What an everyday landlord should actually do here

If you own one to four units in Medfield: hire a property manager who knows the local court. The pricing differential between self-managing and hiring out is small relative to the cost of one botched eviction in a MODERATE tier market. If you own five or more: build relationships with a local landlord-side attorney before you need one, since retainer fees are negligible compared to emergency-rate billing when an eviction is already moving.

The avoidable mistakes here are all upstream of the filing: weak screening, an informal lease, sloppy rent receipts, and notice templates pulled off the internet that don't match Massachusetts's statutory language. Fix those four, and most cases settle or default. Skip them, and a $28,982 all-in fight is the realistic worst case.

04bPractical traps

Local traps to avoid in Medfield

Trap · 5.5/10
For landlords, the 5.7/10 score is most actionable when combined with Norfolk County's specific court behavior.

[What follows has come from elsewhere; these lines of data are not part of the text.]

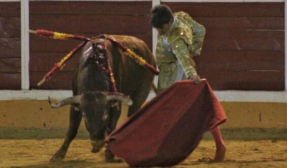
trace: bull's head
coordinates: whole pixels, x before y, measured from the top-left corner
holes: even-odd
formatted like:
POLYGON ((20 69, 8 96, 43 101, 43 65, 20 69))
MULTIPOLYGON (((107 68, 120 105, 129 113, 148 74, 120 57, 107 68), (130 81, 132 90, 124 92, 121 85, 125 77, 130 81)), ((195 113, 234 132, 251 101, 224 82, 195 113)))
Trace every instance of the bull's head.
MULTIPOLYGON (((49 104, 52 108, 58 108, 68 104, 79 106, 82 111, 86 128, 89 132, 92 146, 92 152, 98 152, 105 143, 106 131, 109 122, 108 109, 109 102, 118 100, 123 104, 131 105, 132 100, 121 93, 94 92, 74 96, 55 103, 49 104), (77 105, 78 104, 78 105, 77 105)), ((80 112, 79 112, 80 113, 80 112)))

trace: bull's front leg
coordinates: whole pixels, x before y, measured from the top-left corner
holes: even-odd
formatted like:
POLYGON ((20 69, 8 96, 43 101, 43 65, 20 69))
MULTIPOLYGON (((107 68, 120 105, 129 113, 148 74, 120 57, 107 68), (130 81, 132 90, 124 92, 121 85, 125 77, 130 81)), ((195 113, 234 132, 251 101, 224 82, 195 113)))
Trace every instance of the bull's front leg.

Housing-court bias sub-score: 5.5/10. Use proactive screening and documented notices.
05FAQ

Frequently asked questions

Q1

What's the fastest way to get a tenant out of my Medfield property?

There is no "fast" way. The legal process in Medfield typically takes 218 days. Your best bet for quicker resolution is often a "cash for keys" agreement, where you pay the tenant to leave voluntarily, or a mediated settlement in Housing Court. Do not attempt self-help eviction.
Q2

Can I charge a late fee for rent in Medfield?

Yes, but Massachusetts law caps late fees. You can only charge a late fee if rent is not paid within 30 days of the due date, and the fee cannot exceed $50 or 5% of the monthly rent, whichever is less. Make sure this is clearly stated in your lease.
Q3

Do I need a lawyer for an eviction in Medfield?

While you can technically represent yourself, it's highly recommended to hire an attorney specializing in Massachusetts landlord-tenant law. The process is complex, and procedural errors can cause significant delays and added costs. Given the 218-day timeline and high costs, professional legal help is a wise investment.
Q4

Can I refuse to rent to someone with a Section 8 voucher in Medfield?

No. Massachusetts has statewide source-of-income protection. You cannot discriminate against or refuse to rent to a tenant solely because they use a housing subsidy or voucher like Section 8.
Q5

How much notice do I need to give a tenant to move out if I want to sell the property?

If your tenant is on a month-to-month lease, you'll generally need to give them a 30-day notice to quit. If they have a fixed-term lease, you typically cannot terminate it early without cause, unless there's a specific clause in the lease allowing for early termination due to sale, and even then, it's often challenged. Consult an attorney for specific scenarios.
06Score

What this score means for landlords2

A 5.1/10 places Medfield in the 22nd percentile of Massachusetts cities on the Eviction Risk Score index. The score is the average of the nine sub-axes, all calibrated on a national 1 to 10 scale where 1 is most landlord-friendly and 10 is most tenant-protective. The 50-year reconstruction shows this score has risen sharply since 1976, a structural drift driven by court-calendar growth, rent-control adoption, and the rise of tenant-side legal aid. The trajectory matters more than the snapshot: the score is the climate, not the weather.